= Harvey Sachs =

American writer and music historian (born 1946)

Harvey Sachs (born June 8, 1946 in Cleveland, Ohio) is an American-Canadian writer and music historian who has written books on musical subjects. He has been a member of the Curtis Institute of Music faculty since 2009.

==Writing==
His books include biographies of and a book of essays on the Italian conductor Arturo Toscanini, plus an edited collection of Toscanini's letters.
- Toscanini, Philadelphia & New York: J. B. Lippincott, 1978.
- Reflections on Toscanini, New York: Grove Weidenfeld, 1991.
- The Letters of Arturo Toscanini, ed., New York: Knopf, 2002.
- Toscanini: Musician of Conscience, New York: Liveright Publishing Corporation, 2017.
Ten Masterpieces of Music deals with works in ten different genres by ten different composers: Mozart, Beethoven, Schubert, Schumann, Berlioz, Verdi, Brahms, Sibelius, Prokofiev, and Stravinsky; it provides descriptive analyses of the ten compositions plus commentary on and historical background to the life of each composer (Ten Masterpieces of Music, New York: Liveright, 2021). Sachs has also written books on musical virtuosi, a history of music in Italy during the fascist period, a biography of Arthur Rubinstein, and a book on Beethoven's Ninth Symphony that is part cultural history, part musical description, and part personal memoir:
- Virtuoso, London, New York: Thames & Hudson, 1982.
- Music in Fascist Italy, New York: W. W. Norton, 1988.
- Rubinstein: A Life, New York: Grove Press, 1995.
- The Ninth: Beethoven and the World in 1824, New York: Random House, 2010.
- Ten Masterpieces of Music, New York: Liveright, 2021
He has written Schoenberg: Why He Matters, an interpretive biography, which was published by Liveright, New York, in 2023. It was reviewed by composer John Adams.

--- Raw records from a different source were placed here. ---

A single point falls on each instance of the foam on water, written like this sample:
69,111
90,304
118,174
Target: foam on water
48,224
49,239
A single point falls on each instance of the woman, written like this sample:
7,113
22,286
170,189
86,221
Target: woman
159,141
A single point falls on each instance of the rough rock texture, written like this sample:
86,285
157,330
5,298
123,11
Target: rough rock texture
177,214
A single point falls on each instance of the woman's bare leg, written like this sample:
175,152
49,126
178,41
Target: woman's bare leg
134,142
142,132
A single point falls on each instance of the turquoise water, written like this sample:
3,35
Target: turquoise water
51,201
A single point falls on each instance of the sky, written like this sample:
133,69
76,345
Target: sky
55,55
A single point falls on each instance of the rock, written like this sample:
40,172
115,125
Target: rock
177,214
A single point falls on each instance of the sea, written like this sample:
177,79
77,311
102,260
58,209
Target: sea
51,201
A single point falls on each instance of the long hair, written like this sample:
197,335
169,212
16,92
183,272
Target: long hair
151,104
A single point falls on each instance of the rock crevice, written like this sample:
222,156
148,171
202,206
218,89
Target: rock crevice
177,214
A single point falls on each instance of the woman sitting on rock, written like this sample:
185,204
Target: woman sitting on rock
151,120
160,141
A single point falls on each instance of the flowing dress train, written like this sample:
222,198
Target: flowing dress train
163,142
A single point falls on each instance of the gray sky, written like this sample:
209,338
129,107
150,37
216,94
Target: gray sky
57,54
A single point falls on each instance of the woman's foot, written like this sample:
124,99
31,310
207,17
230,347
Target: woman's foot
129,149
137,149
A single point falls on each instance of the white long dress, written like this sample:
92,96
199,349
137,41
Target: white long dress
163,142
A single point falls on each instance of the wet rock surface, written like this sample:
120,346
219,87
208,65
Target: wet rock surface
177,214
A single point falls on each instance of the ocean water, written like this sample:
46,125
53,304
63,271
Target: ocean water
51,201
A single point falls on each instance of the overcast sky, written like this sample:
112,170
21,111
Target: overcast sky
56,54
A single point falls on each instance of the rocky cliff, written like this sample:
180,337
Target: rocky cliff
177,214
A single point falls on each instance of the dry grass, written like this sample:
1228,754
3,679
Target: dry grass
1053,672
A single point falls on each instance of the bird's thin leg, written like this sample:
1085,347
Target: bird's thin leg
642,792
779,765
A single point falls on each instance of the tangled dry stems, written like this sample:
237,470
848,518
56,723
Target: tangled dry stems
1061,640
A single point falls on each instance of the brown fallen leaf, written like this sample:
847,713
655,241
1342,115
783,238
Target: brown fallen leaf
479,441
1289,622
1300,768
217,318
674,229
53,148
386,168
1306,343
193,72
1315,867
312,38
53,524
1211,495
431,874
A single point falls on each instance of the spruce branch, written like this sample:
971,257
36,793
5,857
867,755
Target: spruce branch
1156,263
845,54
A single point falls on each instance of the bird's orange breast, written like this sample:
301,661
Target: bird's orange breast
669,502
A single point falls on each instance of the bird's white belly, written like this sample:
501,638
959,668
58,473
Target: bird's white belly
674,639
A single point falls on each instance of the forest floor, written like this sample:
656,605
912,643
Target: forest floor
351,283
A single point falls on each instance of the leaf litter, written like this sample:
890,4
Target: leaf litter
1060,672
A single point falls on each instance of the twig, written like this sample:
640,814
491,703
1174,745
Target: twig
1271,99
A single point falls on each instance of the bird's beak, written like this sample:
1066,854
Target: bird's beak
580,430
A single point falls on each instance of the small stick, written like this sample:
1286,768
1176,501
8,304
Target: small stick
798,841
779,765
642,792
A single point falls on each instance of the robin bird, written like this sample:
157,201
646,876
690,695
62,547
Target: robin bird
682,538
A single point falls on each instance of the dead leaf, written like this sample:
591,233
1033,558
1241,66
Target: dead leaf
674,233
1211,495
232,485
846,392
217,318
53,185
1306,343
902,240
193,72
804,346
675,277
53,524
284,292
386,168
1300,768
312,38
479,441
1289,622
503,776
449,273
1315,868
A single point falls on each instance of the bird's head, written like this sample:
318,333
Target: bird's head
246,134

Sachs also co-authored the memoirs of Plácido Domingo and Sir Georg Solti:
- Domingo, Plácido, My First Forty Years, New York: Knopf, 1983.
- Solti, Georg, Memoirs, New York: Knopf, 1997.

Sachs has written pieces for periodicals that include The New Yorker, The New York Times, the Wall Street Journal, the Times [London] Literary Supplement, Il Sole 24 Ore, and La Stampa; and record companies that include Deutsche Grammophon and RCA/Sony Classics.

==Work==
From 2011 to 2013, Sachs was the Leonard Bernstein Scholar-in-Residence of the New York Philharmonic.